The following example shows how the distribution of calcium from foods and beverages can be estimated for women by age group (at or younger vs. older than age 50 years).

This example uses the demoadv dataset (download at Sample Code and Datasets).  The variables w0304_0 to w0304_16 are the weights (dietary weights and Balanced Repeated Replication [BRR] weights) used in the analysis of 2003-2004 dietary data that require the use of BRR to calculate standard errors. The model is run 17 times, including 16 runs using BRR (see Module 18, Task 4 for more information).  BRR uses weights w0304_1 to w0304_16

 

Info iconIMPORTANT NOTE

Note: If 4 years of NHANES data are used, 32 BRR runs are required. Additional weights are found in the demoadv dataset.

 

The effect of the sequence of the 24-hour recall is removed from the estimated nutrient intake distribution (Day 1 or Day 2 24-hour recall). An adjustment is also made for day of the week the 24-hour recall was collected, dichotomized as weekend (Friday-Sunday) or weekday (Monday-Thursday). (See Module 18, Task 3 for more information on covariate adjustment.)

A SAS macro is a useful technique for rerunning a block of code when you want to change only a few variables; the macro BRR202 is created and called in this example.
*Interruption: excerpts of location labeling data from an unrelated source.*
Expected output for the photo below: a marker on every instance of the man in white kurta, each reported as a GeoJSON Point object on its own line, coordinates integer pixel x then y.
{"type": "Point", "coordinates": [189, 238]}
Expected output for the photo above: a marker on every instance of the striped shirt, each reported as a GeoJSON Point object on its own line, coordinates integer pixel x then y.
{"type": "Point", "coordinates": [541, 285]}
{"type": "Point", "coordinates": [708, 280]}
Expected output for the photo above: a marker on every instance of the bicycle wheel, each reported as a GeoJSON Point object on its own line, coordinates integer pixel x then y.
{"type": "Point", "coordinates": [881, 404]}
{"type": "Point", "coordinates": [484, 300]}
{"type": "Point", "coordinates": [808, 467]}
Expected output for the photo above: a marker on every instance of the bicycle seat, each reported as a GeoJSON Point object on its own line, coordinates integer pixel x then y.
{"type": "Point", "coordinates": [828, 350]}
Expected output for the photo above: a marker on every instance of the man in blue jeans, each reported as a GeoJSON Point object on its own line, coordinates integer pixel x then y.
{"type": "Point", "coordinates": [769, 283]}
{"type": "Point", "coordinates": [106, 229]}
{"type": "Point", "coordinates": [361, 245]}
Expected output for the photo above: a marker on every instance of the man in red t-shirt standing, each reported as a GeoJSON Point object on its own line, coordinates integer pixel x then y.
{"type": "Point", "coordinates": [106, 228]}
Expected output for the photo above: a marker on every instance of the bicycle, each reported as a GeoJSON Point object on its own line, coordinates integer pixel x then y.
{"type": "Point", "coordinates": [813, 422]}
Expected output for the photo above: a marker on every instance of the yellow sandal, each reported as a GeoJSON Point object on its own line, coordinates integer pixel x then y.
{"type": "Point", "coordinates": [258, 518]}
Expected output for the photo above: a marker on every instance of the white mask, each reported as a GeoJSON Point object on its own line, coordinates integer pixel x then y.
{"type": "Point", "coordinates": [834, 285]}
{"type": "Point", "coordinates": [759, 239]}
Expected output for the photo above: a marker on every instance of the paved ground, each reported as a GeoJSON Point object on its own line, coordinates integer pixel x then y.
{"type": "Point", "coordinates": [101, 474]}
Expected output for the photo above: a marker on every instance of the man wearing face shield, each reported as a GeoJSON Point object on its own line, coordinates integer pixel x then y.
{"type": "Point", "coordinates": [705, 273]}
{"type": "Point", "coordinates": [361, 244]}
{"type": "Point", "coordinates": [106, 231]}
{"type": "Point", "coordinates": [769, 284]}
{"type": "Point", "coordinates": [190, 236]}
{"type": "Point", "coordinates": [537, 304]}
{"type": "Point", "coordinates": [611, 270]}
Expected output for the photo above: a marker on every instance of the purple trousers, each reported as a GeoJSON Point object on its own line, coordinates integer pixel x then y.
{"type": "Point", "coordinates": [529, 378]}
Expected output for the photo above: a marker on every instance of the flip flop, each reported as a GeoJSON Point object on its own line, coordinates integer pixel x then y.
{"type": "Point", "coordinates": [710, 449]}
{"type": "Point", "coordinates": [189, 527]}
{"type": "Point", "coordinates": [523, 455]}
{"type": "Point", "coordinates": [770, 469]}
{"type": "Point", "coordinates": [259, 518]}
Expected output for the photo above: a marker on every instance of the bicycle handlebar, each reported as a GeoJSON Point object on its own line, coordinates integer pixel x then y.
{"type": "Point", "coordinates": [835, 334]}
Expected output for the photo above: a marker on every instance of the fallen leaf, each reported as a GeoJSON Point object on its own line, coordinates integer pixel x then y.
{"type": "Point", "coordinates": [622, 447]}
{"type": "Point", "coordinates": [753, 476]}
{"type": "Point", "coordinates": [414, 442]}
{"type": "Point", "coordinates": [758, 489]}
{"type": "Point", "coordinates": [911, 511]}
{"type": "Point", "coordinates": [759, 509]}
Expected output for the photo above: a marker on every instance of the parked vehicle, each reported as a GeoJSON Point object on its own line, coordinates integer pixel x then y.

The BRR202 macro calls the MIXTRAN macro and the DISTRIB macro, and calculates BRR standard errors of the parameter estimates.  The MIXTRAN macro obtains preliminary estimates for the values of the parameters in the model, and then fits the model using PROC NLMIXED. It also produces summary reports of the model fit. 

Modeling the complex survey structure of NHANES requires procedures that account for both differential weighting of individuals and the correlation among sample persons within a cluster.  The SAS procedure NLMIXED can account for differential weighting by using the replicate statement.  The use of BRR to calculate standard errors accounts for the correlation among sample persons in a cluster.  Therefore, NLMIXED (or any SAS procedure that incorporates differential weighting) may be used with BRR to produce standard errors that are suitable for NHANES data without using specialized survey procedures. The DISTRIB macro estimates the distribution of usual intake, producing estimates of percentiles and the percent of the population below a cutpoint.

 

Info iconIMPORTANT NOTE

Note that the DISTRIB macro currently requires that at least 2 cutpoints be requested in order to calculate the percent of the population below a cutpoint.

 

The MIXTRAN and DISTRIB macros used in this example were downloaded from the NCI website.  Version 1.1 of the macros was used.  Check this website for macro updates before starting any analysis.  Additional details regarding the macros and additional examples also may be found on the website.

 

Step 1: Create a dataset so that each row corresponds to a single person day and define variables if necessary

Statements Explanation

data demoadv;
format sel sel. ;
  set nh.demoadv;
if w0304_0 ne . ;    /* keeps only those with dietary data */
  if ridageyr ge 51 then sel= 1 ;
   
else sel= 2 ;
run ;

 

First, select only those people with dietary data by selecting those without missing BRR weights. The variable sel is created to identify the subgroups of interest, those who are 50 years old or younger, and those who are older than 50 years.

data day1;
set demoadv;
if riagendr= 2 and ridageyr>= 19 ;
DRTCALC=DR1TCALC;
day= 1 ;
run ;

 

data day2;
set demoadv;
if riagendr= 2 and ridageyr>= 19 ;
DRTCALC=DR2TCALC;
day= 2 ;
run ;

The variables DR1TCALC and DR2TCALC are NHANES variables representing total calcium consumed on days 1 and 2, respectively, from all foods and beverages (other than water). 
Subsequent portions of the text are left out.